AG Mandelblit Nixes Police Testimony at Knesset Committee

YERUSHALAYIM
mandelblit
Yoav Kisch, chairman of the Interior Affairs Committee, leads a committee meeting at the Knesset, Thursday. (Yonatan Sindel/Flash90)

Attorney General Avichai Mandelblit has banned law enforcement officials from testifying at a Knesset hearing on the corruption probes of Israeli Prime Minister Binyamin Netanyahu and his wife, on the grounds that the discussion could undermine the investigations.

Mandelblit barred the State Attorney’s Office, the Israel Police and the Police Investigation Unit from participating in a Knesset Interior Affairs Committee discussion of the subject, saying it could “harm the investigation in a way that could be interpreted as an attempt to subvert justice.”

The committee wanted to inquire into the charge made by Netanyahu Attorneys Yaakov Weinroth and Yossi Cohen that “Dep. Commissioner Roni Ritman, who headed the investigations of Israeli prime minister and his wife, was prejudiced because he believed that the Netanyahu family initiated the [personal] harassment complaint filed against him by a subordinate.”

“This casts a heavy shadow on the investigations conducted by Rittman into the Netanyahu family; and any evidence regarding the Netanyahu couple investigated by his unit is questionable,” the attorneys argued in a letter to Mandelblit, asking him to “reexamine the investigations.”

In a letter to Knesset Chairman Yuli Edelstein, Mandelblit explained that his decision to bar police testimony came after committee Chairman Yoav Kisch, a Netanyahu ally, refused to cancel the hearing.

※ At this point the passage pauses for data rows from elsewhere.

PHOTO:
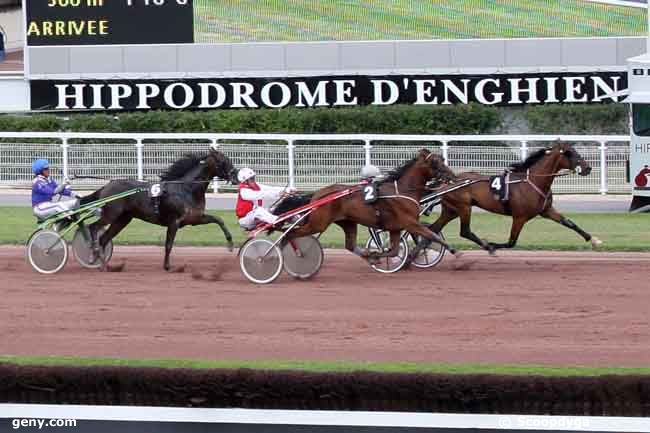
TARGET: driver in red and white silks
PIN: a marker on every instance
(250, 208)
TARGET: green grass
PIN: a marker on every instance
(334, 366)
(620, 232)
(308, 20)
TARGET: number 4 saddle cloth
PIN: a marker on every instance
(500, 186)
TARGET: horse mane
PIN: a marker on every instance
(180, 167)
(528, 162)
(398, 172)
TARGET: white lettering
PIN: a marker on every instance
(309, 97)
(423, 89)
(461, 94)
(146, 92)
(118, 92)
(600, 84)
(344, 92)
(574, 89)
(77, 96)
(242, 94)
(516, 90)
(479, 91)
(188, 93)
(266, 95)
(378, 87)
(205, 95)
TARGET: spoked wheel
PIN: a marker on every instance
(303, 257)
(388, 265)
(429, 256)
(260, 261)
(47, 251)
(82, 249)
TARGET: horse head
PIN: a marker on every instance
(219, 165)
(570, 159)
(434, 166)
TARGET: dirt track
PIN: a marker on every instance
(522, 307)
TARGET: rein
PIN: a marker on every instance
(73, 177)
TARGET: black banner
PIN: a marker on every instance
(327, 91)
(100, 22)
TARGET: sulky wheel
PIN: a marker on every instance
(303, 257)
(82, 249)
(388, 265)
(429, 256)
(260, 260)
(47, 251)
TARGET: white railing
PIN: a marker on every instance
(302, 160)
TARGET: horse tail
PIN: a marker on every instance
(292, 202)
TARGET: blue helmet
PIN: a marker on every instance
(39, 165)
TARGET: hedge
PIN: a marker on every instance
(366, 391)
(578, 119)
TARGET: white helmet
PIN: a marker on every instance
(369, 171)
(245, 174)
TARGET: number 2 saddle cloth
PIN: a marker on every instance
(500, 186)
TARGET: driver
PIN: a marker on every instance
(250, 208)
(44, 188)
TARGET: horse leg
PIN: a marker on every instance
(515, 230)
(426, 236)
(350, 230)
(211, 219)
(172, 228)
(447, 214)
(466, 231)
(552, 214)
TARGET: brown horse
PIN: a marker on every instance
(396, 209)
(530, 195)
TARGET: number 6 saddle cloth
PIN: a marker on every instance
(500, 186)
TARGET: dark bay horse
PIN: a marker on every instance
(182, 202)
(530, 196)
(396, 209)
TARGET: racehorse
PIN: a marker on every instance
(396, 207)
(529, 196)
(182, 203)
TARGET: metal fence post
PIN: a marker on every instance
(138, 146)
(367, 148)
(291, 156)
(445, 151)
(603, 167)
(64, 150)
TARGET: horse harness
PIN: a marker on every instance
(506, 176)
(371, 195)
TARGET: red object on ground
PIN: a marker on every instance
(641, 179)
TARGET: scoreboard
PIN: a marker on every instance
(106, 22)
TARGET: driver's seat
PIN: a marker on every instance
(45, 210)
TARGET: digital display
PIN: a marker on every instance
(105, 22)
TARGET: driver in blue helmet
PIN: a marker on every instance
(44, 188)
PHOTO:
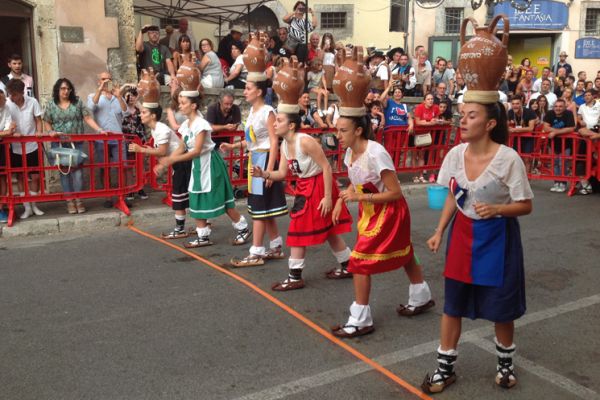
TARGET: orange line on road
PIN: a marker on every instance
(292, 312)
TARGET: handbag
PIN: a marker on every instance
(423, 139)
(65, 157)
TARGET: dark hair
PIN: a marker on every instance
(500, 132)
(56, 91)
(157, 112)
(181, 39)
(364, 124)
(212, 47)
(15, 86)
(299, 3)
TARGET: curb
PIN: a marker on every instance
(113, 219)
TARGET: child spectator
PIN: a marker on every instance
(7, 128)
(27, 114)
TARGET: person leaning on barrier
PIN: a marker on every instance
(224, 115)
(560, 121)
(589, 120)
(7, 128)
(26, 112)
(65, 114)
(108, 106)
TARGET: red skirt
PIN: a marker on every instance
(383, 243)
(308, 227)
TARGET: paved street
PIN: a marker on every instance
(116, 315)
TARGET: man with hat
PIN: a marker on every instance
(183, 30)
(379, 71)
(168, 33)
(234, 38)
(155, 55)
(562, 62)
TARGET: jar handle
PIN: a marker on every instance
(463, 28)
(493, 27)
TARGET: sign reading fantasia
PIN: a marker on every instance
(587, 48)
(541, 14)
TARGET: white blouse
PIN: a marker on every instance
(503, 181)
(304, 166)
(189, 132)
(257, 133)
(369, 165)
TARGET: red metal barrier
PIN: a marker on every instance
(564, 158)
(124, 165)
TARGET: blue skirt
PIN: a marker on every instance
(505, 303)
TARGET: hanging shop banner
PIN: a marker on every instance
(587, 48)
(541, 14)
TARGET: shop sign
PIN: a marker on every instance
(587, 48)
(541, 14)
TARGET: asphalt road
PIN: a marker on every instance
(115, 315)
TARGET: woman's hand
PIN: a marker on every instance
(486, 211)
(335, 214)
(257, 172)
(225, 147)
(434, 242)
(349, 196)
(325, 206)
(135, 148)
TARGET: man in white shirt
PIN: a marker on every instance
(545, 90)
(537, 85)
(26, 112)
(15, 63)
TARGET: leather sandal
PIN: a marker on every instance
(431, 386)
(250, 260)
(198, 242)
(287, 284)
(274, 254)
(339, 331)
(338, 273)
(411, 311)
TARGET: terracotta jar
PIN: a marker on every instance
(255, 57)
(188, 76)
(149, 87)
(351, 83)
(289, 85)
(482, 59)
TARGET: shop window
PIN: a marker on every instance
(454, 17)
(592, 22)
(333, 20)
(398, 15)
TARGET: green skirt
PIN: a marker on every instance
(210, 189)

“After I gave serious consideration to the issue, and despite the fact that this is a move that is not in accordance with the methods of our usual work, I hereby inform you that in the circumstances described, representatives of authorities from the law enforcement bodies will not attend the discussion,” Mandelblit wrote.

Kisch was reportedly furious at the attorney general’s intervention; and although he did in the end cancel the committee meeting scheduled for Thursday, he said it was due to the “baseless, even embarrassing argument that there is a risk of obstructing justice or tainting the investigation.”

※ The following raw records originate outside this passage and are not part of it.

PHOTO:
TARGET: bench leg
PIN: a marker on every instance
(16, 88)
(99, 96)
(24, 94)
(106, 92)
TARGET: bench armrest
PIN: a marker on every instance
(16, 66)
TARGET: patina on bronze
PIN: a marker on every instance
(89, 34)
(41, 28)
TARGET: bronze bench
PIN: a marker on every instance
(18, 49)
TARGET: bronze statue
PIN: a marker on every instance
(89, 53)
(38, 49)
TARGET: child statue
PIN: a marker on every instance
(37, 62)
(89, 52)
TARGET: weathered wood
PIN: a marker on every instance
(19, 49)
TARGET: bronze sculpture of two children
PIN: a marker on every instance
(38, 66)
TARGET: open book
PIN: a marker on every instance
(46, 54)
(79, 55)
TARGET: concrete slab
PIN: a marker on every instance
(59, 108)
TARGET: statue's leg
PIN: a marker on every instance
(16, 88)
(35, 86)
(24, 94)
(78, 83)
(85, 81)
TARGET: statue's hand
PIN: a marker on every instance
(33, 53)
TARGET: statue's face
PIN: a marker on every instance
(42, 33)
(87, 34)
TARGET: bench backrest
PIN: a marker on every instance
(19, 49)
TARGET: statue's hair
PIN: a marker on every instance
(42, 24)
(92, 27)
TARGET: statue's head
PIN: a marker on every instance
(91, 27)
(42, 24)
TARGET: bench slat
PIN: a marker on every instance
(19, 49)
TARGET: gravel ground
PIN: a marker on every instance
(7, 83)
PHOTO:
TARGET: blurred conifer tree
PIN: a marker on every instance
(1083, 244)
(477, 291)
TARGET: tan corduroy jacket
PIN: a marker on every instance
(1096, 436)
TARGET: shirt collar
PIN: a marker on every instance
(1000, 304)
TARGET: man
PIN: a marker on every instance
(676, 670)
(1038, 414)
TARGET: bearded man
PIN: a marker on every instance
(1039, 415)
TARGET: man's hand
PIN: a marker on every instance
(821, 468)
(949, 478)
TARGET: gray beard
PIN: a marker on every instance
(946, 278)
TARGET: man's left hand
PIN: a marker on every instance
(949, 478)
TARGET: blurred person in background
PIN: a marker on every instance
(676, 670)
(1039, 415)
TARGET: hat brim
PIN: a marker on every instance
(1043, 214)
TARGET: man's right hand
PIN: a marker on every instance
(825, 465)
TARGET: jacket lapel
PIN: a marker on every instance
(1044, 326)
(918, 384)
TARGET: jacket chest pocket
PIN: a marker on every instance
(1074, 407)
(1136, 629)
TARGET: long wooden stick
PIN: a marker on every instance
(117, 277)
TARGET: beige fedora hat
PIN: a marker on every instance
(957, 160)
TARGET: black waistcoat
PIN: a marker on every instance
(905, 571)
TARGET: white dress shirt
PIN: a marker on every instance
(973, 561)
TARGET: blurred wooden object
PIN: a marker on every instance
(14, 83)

“One could offer countless examples of Knesset debates about issues taking place in real time, from tenders to pending appointments to decisions that were about to be made — no one ever tried to stop them. When it comes to corrupting the investigation into Netanyahu, suddenly it’s forbidden, suddenly there’s this fear,” Kisch fumed.

But the matter was not over. “Those who didn’t want a discussion in the Interior Committee will get a state investigation,” he threatened, in a statement.